Writing Your Own Legacy

Think ahead to your life as you would like it to be and how you would like to be remembered by those closest to you.  What accomplishments and/or personal strengths would they mention?  What is your legacy?  Your response should not be modest, but you should also try not to fantasize.  Look back over what you have written, and ask yourself if you have a plan to bring about your legacy that is realistic and within your power.   After you’ve finished writing, put aside what you have written and keep it somewhere safe.   Read it again a year from now, or 5 years from now.  Ask yourself whether or not you have made progress toward achieving your goals, and feel free to revise it if new goals have emerged. 

We all have things we want to do “someday;” goals we hope to achieve, places we’d like to visit…when we “have time.”  However, we may find that we will never have time unless we make time.  This exercise forces us to envision our future and really think about how we’re going to fulfill our hopes and dreams. 

You at Your Best

Write a story about an event that brought out the best in you.  Review this story every day for a week.  Look at what made you “shine” in this story, and find ways to replicate this experience/use the signature strength(s) that brought out the best in you.

Gratitude Letter

American society seems to lack gratitude rituals: formal ways of expressing thanks to those who have done well by us.  The simple act of writing a letter expressing gratitude toward someone has been shown to be highly rewarding for both the recipient and the sender.  Try writing a gratitude letter to someone special in your life.   If possible, deliver it personally; they work 100% of the time in that the recipient is moved and the sender feels gratified. 

Random Acts of Kindness

Random Acts of Kindness (RAKs) are altruistic acts.  Some examples of RAKs include:

·         Letting someone cut in front of you in line

·         Paying the toll of the person behind you

·         Sending a funny note/card to a friend “just because”
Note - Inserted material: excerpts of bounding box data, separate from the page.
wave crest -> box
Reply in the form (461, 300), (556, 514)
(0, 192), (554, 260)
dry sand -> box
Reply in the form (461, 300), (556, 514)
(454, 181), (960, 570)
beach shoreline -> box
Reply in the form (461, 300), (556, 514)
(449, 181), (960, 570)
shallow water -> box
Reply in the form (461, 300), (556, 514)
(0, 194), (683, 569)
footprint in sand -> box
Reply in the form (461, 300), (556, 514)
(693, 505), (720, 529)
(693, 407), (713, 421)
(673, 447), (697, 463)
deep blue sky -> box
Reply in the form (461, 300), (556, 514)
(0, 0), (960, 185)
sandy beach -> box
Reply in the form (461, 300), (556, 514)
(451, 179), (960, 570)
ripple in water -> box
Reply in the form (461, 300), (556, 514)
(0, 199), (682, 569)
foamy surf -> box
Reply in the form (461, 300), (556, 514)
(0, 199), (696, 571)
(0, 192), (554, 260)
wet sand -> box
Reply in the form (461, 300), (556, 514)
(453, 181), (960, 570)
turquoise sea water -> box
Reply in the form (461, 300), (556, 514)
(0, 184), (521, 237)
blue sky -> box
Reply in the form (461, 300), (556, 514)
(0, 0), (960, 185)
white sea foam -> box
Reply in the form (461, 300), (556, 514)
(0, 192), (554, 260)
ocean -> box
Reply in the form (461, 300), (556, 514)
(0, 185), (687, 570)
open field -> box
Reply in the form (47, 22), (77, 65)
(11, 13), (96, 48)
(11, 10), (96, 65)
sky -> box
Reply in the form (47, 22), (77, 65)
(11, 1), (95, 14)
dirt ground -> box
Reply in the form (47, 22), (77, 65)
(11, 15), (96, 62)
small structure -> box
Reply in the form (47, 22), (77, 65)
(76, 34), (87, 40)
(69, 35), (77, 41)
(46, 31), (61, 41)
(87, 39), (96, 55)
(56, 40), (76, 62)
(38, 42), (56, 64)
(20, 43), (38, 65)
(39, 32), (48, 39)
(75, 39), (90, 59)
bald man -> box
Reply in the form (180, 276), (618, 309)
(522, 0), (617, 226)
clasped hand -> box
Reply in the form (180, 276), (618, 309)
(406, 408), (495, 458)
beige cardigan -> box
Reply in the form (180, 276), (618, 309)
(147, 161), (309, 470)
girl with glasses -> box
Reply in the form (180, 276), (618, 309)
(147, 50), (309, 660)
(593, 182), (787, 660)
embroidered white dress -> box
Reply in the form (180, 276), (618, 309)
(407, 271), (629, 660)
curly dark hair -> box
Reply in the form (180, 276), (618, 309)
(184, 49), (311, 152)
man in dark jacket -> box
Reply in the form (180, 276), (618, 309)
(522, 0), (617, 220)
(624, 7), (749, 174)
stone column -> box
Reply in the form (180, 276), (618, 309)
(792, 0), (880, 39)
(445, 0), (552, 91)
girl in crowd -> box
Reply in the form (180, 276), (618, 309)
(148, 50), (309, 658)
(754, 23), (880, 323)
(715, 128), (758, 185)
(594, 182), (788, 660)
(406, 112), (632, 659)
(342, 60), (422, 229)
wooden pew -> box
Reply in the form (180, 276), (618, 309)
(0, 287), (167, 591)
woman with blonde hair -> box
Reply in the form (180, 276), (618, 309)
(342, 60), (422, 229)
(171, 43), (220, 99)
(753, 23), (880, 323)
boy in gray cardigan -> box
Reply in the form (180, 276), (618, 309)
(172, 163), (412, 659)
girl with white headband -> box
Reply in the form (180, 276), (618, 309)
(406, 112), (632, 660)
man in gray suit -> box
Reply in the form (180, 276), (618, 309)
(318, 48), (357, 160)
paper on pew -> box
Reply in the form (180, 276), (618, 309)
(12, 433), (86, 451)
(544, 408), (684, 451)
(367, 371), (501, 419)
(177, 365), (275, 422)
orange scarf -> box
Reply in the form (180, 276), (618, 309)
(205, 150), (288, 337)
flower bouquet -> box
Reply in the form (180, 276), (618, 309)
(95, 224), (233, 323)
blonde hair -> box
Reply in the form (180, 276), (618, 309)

·         Giving your partner an unsolicited foot massage, or creating a mix CD for your coworker

 

These seemingly minor acts can give people a real boost.    Not only do they brighten someone else’s day, but they also contribute to our own feeling of SWB.  Try doing one RAK every day for a week.   After trying this exercise for a week, you may find that it becomes part of your daily routine!

Savoring

All too often we rush through our days without taking time out to savor the things we enjoy.  Take a moment and try to think of one thing that you savored today or this week.  Then, try to make time  to savor something at least once a day, even if it’s only for a few minutes.   Here are some exercises to improve your ability to savor:

  • Share with others:  Tell others how much you value the moment.
  • Memory-building:  Take mental or actual photographs, or bring souvenirs from the experience to remind you of it.
  • Self-Congratulation: “Tell yourself how impressed others are” and don’t be bashful about feeling pride.
  • Absorption:  allow yourself to get immersed in an activity you enjoy.  Being so completely immersed in an activity that we’re unaware of things going around us/lose track of time has been described as flow –some people might achieve “flow” while involved with a project at work.  Other examples of “flow” activities could include yoga, painting, writing, running, cooking...any activity that allows you to become fully immersed in it – the list is endless!  

 

Web Sites on happiness:

http://www.happier.com .  A website for the general public with articles, tools, videos, and happiness plans, featuring some of the preeminent Positive Psychology experts across the globe.

http://www.positivepsychologists.com.  Dr. Randy Martin - Positive Psychologist in Westchester County, NY.  Dr. Martin uses a strength-based, solution-focused brief therapy approach that is impactful and effective. 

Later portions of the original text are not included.